= Beef Australia =

Agricultural trade fair

Beef Australia is an international exposition held triennially in Rockhampton, Queensland, Australia. The week-long expo has been held in the city during the month of May triennially since the inaugural event in 1988. The event is promoted and used as an opportunity to facilitate international trade opportunities for those involved in the beef industry. However, it is also considered more generally as a celebration of the local beef industry in Central Queensland.
In 2015, almost 90,000 people attended the event.

Held at the Rockhampton Showgrounds in the suburb of Wandal, the event usually consists of cattle judging, a symposium, seminars, organised tours of local cattle properties, educational information for children, numerous trade exhibitions and live entertainment. Beef Australia has also become known in recent years for attracting numerous celebrity chefs to the city to give live demonstrations on how to cook various beef dishes.

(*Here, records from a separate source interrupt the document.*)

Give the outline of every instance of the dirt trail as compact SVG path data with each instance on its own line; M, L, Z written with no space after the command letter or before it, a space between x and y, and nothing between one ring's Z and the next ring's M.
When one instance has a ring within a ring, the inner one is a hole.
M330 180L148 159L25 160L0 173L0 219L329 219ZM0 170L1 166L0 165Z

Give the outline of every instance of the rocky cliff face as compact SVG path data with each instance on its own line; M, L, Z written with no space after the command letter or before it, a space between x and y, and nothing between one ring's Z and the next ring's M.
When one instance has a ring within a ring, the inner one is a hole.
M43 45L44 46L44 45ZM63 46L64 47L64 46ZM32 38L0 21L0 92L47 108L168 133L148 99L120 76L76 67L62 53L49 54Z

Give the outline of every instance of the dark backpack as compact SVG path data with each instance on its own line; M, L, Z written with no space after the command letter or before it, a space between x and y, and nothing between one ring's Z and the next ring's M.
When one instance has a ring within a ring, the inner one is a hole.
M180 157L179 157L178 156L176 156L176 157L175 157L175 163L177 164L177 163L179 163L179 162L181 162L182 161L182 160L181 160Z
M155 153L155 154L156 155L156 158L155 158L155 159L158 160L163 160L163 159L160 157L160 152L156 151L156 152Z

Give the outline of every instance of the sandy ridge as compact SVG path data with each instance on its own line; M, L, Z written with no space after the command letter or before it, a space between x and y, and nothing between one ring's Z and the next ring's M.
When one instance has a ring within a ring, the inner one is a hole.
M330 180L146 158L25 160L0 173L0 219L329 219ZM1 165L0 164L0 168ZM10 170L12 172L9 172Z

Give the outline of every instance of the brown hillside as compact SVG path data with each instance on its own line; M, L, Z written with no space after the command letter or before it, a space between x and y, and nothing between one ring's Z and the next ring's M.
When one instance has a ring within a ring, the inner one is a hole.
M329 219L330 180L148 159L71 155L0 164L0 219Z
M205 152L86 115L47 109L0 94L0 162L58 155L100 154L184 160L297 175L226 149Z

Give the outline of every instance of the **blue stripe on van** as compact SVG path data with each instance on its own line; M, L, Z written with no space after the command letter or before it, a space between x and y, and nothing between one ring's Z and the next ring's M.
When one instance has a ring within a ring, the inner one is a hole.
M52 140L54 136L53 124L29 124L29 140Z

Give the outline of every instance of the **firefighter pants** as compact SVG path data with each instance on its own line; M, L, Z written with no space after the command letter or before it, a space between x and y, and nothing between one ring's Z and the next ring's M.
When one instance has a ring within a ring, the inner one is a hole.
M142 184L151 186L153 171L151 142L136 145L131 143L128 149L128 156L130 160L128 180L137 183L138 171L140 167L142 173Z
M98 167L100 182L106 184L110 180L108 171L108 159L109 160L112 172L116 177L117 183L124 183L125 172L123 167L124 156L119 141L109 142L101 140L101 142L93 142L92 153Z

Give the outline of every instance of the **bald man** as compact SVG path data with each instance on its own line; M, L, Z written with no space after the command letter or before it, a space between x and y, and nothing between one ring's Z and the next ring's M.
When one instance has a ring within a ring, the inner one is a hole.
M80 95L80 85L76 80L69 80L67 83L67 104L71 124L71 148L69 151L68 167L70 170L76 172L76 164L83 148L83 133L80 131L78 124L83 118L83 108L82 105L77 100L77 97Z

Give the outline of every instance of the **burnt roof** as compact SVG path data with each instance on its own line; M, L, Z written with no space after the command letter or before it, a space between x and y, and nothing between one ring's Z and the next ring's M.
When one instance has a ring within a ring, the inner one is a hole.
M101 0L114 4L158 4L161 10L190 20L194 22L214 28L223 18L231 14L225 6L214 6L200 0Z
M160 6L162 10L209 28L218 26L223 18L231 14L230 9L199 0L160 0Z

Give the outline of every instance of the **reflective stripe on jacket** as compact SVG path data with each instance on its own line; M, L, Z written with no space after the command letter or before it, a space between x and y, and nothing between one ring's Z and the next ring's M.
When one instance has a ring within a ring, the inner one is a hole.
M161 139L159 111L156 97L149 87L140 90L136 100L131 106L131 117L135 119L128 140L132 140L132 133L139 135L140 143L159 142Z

In 2015, celebrity chefs at Beef Australia included Alvin Leung, Matt Golinski, Alastair McLeod and Ben O'Donoghue as well as contestants from television programs MasterChef Australia and My Kitchen Rules. In 2017, it was announced that Hiroyuki Sakai and Curtis Stone would be appearing at the 2018 event. Australian author Bryce Courtney and Australian artist Hugh Sawrey are also among the celebrities that have attended the event since its inception in 1988. Beef Australia also attracts Australian political leaders, who often use it to announce policies relating to the agricultural sector. The expo attracts considerable media interest.

A new mascot for Beef Australia, Johnny Stockman, was announced in 2017.

2021 was Beef Australia XII, with Bryce Camm as its chairman. XIII will return in 2024.